The UTI guideline is proceeding within the new approach, with the committee using systematic published reviews rather than consulting all papers published on the topic, Brennan told HIC. "Essentially it is a trade-off between efficiency and reviewing every single paper," he says. "And when you have a yield like we did on this — 8,000 references to start with — even when you pare it down to a small fraction of that, it is still over 300 manuscripts that have to be retrieved from sometimes obscure sources and reviewed. So to be able to rely on well-done systematic reviews creates a real efficiency in the process."
Indeed, the old joke at HICPAC meetings that the guidelines would need updating by the time they are completed now has tinge of truth to it. "The biggest concern is that the landscape has changed so much over the course of the last decade," Brennan says. "We need to be much more nimble in the way that we do these. We can't afford to take years to turn these documents around anymore.
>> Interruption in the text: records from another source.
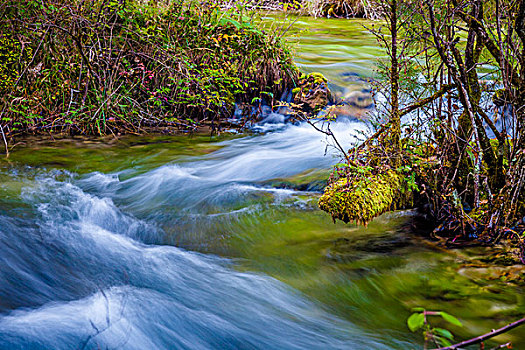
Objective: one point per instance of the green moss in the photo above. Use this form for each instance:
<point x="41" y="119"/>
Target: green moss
<point x="362" y="198"/>
<point x="157" y="64"/>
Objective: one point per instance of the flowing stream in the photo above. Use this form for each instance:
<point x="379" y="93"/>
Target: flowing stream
<point x="216" y="242"/>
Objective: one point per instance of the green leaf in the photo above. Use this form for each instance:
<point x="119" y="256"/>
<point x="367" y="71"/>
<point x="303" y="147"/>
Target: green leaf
<point x="450" y="319"/>
<point x="444" y="333"/>
<point x="443" y="341"/>
<point x="416" y="321"/>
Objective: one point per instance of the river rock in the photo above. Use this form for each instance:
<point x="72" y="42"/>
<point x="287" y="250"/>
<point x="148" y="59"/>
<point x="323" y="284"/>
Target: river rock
<point x="312" y="93"/>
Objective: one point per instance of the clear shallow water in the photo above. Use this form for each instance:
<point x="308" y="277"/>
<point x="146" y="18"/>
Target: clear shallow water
<point x="192" y="242"/>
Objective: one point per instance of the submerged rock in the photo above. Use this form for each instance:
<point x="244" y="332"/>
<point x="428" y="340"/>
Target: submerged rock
<point x="312" y="93"/>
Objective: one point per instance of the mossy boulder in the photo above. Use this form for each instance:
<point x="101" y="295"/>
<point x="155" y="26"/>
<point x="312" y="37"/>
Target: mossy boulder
<point x="312" y="92"/>
<point x="362" y="198"/>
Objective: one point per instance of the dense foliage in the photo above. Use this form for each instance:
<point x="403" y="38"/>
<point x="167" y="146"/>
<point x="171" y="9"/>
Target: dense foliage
<point x="454" y="120"/>
<point x="95" y="67"/>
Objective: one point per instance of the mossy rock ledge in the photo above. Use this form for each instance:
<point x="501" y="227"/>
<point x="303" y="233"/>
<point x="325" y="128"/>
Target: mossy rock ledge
<point x="362" y="198"/>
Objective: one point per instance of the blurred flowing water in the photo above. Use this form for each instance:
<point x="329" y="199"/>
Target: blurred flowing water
<point x="199" y="242"/>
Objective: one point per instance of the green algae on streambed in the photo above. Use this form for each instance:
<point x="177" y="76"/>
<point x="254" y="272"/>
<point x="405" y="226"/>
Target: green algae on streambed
<point x="109" y="154"/>
<point x="372" y="276"/>
<point x="342" y="50"/>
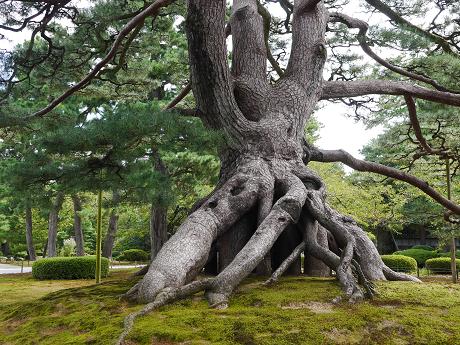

In this [new] process, we are very clearly defining the questions we want to answer and then going through the grading of the evidence in a very systematic way."
Three key questions
The committee is creating the UTI guidelines around three overriding questions, which are listed below along with some of the preliminary topics that have emerged from the literature review:
Who should and should not receive urinary catheters?- Morbidity and mortality with catheterization
- Risk factors for UTI
- Is catheterization necessary?
- Is one type of catheterization better than another?
- Intermittent vs. indwelling catheterization
- Suprapubic vs. urethral catheterization
- Intermittent vs. suprapubic catheterization
- Clean vs. sterile intermittent catheterization
- Comparison among multiple methods
- Antibiotic prophylaxis
- Bladder irrigation
- Antiseptic instillation in drainage bag
- Drainage systems/methods
- Metal care
- Silver-coated catheter
- Antibiotic-coated catheter
- Duration and/or frequency of catheterization
- Lubrication
- Infection control/quality improvement programs
- Preventing/reducing encrustations or blockage
- Catheter material
Using such questions as a focus point narrows the committee's mission and gets away from the wide, unwieldy approaches taken in the past. "It makes it possible to do this in more rapid cycle, rather than trying to address the issue of UTI prevention globally and bringing in all of the data, all of the literature and trying to sort it out," Brennan says. "At the end of the day, I don't think it's always clear what questions you are trying to answer. My personal view, having come into the process late, is that is a lot of what we struggled with at the end of the isolation guideline. We were trying to resolve open questions that hadn't been clearly defined."
Reference
- Saint S, Kowalski CP, Kaufman SR. Preventing hospital-acquired urinary tract infection in the United States: A national study. Clin Infect Dis 2008; 46:243-250.